要不是顧及到那位抬舉我的大人物的顏麵,我幾乎都不想去刑事偵查隊報到。思慮再三覺得還是不要因一時也許有失偏頗的看法而做出錯誤的決定,於是抱著姑且一試的態度去了警隊。

隊長是個三十多歲的中等個子,長著兩道濃烈尖厲的眉,不過麵容總體來說還算得上和善嚴正。見我進來,他那小眼睛裏立時射出一道奇異的光芒,將我上下打量了一遍。

“年輕的小夥子,我想你一定是藍雨。”

“不錯,我就是藍雨,尊敬的長官,你可千萬不要告訴我說對於一個陌生人你隻需看他一眼就可以準確地叫出他的名字!”

“別緊張,我看了你的檔案,那上麵有你的照片。”

“我猜想也是這樣。”我有些揶揄地說。

“我仔細察看了你們六十多人的檔案,最後從中挑中了你!”

“也許你會認為我將為此感到榮幸並對你感恩戴德,恰恰相反,我感到非常不幸,並對你的做法深表不滿。”

“我知道,你那緊鎖的雙眉已經告訴我了。”

“如果你能從每一個行色匆匆的路人臉上準確地判斷出他們的心思,那麼我們這座城市的犯罪率將會大大降低!”我沒好氣地說。

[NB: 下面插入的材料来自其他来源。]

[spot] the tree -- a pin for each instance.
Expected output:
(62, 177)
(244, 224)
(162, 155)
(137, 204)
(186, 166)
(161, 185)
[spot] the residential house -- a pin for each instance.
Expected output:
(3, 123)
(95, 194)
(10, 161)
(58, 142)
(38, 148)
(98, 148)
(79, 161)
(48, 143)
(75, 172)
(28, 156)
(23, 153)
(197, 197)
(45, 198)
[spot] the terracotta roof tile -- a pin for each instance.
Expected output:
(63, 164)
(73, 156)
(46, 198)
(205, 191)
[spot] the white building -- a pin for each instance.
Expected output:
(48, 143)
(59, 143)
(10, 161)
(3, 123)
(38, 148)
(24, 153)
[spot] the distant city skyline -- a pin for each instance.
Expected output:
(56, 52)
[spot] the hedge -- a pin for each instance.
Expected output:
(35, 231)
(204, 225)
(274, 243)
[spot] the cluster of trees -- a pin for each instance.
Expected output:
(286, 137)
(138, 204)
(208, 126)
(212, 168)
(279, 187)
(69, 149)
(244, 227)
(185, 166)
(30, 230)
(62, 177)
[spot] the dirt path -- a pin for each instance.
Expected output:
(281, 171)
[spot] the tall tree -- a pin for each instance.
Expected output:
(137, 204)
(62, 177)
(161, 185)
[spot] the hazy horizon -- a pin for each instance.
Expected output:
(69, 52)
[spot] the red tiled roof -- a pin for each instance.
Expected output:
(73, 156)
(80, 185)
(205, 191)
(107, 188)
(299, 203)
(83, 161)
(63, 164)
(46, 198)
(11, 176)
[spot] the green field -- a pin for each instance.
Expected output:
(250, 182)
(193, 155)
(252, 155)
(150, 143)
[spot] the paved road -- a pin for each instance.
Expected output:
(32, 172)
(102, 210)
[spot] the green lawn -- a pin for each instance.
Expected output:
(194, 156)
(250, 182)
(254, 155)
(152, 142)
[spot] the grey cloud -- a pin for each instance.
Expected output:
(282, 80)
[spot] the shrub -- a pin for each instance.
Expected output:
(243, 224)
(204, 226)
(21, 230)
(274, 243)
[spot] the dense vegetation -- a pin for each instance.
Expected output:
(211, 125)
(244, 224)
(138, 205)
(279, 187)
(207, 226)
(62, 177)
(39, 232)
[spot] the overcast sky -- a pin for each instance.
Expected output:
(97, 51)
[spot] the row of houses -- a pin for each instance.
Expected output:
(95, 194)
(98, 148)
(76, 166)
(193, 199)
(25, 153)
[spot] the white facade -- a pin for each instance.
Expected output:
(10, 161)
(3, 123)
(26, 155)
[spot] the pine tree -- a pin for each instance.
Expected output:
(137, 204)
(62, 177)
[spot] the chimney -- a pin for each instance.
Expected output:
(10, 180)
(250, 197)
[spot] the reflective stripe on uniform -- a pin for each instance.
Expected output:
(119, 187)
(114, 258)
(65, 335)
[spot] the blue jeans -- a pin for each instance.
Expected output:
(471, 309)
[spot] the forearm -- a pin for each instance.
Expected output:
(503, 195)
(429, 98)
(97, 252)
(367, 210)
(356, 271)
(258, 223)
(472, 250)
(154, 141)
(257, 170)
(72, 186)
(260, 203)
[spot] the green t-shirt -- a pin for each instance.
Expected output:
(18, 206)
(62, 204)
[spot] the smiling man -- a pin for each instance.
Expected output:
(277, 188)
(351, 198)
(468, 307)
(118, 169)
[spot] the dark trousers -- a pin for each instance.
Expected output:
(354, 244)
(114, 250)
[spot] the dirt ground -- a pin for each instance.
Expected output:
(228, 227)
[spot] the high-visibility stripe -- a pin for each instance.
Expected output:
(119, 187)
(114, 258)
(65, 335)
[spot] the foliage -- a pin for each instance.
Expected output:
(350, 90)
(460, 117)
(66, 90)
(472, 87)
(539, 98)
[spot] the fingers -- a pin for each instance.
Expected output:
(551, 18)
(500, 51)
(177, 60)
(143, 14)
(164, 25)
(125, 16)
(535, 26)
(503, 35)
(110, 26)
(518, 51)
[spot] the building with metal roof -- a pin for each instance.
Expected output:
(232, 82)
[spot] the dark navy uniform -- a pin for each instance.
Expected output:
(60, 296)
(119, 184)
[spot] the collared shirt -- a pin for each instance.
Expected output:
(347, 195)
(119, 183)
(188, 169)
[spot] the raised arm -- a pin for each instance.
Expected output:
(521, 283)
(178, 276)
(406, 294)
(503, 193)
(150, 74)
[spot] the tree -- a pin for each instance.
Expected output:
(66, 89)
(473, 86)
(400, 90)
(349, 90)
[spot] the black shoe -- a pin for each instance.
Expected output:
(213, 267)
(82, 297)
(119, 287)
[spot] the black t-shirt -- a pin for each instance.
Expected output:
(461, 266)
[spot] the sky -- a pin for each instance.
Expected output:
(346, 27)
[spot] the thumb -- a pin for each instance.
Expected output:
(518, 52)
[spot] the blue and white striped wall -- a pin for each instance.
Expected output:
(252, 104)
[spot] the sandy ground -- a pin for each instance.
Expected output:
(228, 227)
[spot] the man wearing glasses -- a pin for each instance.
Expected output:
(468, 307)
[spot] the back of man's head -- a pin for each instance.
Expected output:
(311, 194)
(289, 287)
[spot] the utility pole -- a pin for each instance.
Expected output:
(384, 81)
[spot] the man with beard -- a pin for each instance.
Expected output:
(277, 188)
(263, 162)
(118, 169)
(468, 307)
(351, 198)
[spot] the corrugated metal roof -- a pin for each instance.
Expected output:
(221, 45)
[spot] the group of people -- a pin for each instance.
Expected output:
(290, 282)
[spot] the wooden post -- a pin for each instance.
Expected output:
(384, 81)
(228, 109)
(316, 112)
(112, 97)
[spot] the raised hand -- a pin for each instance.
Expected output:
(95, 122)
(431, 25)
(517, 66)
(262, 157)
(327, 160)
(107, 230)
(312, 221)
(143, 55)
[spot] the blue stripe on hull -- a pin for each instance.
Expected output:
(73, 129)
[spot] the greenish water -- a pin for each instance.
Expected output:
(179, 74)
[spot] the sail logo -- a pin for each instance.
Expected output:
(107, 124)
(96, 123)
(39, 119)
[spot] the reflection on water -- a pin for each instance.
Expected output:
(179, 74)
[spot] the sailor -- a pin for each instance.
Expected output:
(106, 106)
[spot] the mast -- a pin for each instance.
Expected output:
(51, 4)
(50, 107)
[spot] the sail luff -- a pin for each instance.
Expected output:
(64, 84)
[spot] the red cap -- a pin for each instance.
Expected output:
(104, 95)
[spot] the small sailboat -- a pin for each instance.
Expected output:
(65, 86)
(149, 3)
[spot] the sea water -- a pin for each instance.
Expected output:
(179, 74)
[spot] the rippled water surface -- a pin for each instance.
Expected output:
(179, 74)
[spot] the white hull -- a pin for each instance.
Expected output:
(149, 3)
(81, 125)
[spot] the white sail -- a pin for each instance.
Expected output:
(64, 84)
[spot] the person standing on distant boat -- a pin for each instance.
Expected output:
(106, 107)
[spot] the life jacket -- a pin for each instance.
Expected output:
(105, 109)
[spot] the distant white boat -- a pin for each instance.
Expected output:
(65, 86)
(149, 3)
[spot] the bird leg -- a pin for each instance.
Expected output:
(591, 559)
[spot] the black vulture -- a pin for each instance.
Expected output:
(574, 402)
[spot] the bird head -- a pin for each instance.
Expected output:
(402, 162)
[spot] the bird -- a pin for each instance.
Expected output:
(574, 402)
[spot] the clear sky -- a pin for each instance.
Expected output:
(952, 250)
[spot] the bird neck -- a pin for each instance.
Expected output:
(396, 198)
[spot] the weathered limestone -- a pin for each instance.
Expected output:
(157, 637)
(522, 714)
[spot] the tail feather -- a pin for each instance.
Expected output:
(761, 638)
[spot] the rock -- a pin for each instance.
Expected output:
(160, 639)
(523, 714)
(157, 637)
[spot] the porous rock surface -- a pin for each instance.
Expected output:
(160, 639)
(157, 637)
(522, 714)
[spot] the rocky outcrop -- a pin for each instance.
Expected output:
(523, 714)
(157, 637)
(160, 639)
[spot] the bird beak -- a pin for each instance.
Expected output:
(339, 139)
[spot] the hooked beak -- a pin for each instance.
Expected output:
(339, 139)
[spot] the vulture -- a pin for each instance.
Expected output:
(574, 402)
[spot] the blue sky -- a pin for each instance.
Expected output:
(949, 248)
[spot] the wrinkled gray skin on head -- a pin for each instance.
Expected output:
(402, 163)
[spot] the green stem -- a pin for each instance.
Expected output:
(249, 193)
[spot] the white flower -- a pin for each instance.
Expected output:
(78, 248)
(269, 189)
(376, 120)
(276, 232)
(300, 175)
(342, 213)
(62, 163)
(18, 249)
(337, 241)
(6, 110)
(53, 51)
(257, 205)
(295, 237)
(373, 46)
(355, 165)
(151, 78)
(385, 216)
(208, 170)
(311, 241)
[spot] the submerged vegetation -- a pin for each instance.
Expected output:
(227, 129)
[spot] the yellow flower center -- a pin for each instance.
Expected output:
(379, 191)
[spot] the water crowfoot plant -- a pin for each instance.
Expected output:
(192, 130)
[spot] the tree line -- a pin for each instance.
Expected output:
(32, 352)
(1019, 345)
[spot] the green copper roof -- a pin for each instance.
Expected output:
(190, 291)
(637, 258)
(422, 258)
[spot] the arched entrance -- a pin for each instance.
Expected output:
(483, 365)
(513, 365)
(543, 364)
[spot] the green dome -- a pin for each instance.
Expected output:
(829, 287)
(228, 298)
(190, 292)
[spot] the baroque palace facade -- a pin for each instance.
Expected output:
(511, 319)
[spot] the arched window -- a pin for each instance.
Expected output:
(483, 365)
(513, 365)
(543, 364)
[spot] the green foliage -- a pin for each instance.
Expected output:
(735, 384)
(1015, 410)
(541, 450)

“啊,不要這樣,小夥子,我物色你到我這兒來是有充分根據的。”

“充分根據,就是讓專業的預備警察去打雜,然後把我這樣一個門外漢調來把事情辦砸,從而敗壞公安局的名聲,最後再連累那些曾經幫助過我的人!”

“一點也不,我的職業操守不允許我那樣做,如果你肯花一兩天時間了解一下你即將從事的工作,我想你會很快改變主意的。”

“抱歉,我實在是提不起一點興趣。我的意向是文職崗位,但是現在,你卻把我放到了一個我一點也不擅長的職位上,要知道,那些警察院校畢業的高材生們似乎更樂意得到你的垂青和賞識。”

“那裏麵沒有我中意的人選。”

“所以你就挑選了什麼也不懂的我?”

“恰好相反,你懂的很多。比方說,你在廣告公司學習過圖案設計……”

“我真後悔我在簡曆上寫了那些糟糕的經曆,而且我也看不出來廣告設計跟偵查破案之間會有什麼必然的聯係?”

“如果我現在說我曾經為一起圖案殺人的案件頗費了一番周折,最後還差一點讓凶手逍遙法外,你可能說什麼也不會相信!”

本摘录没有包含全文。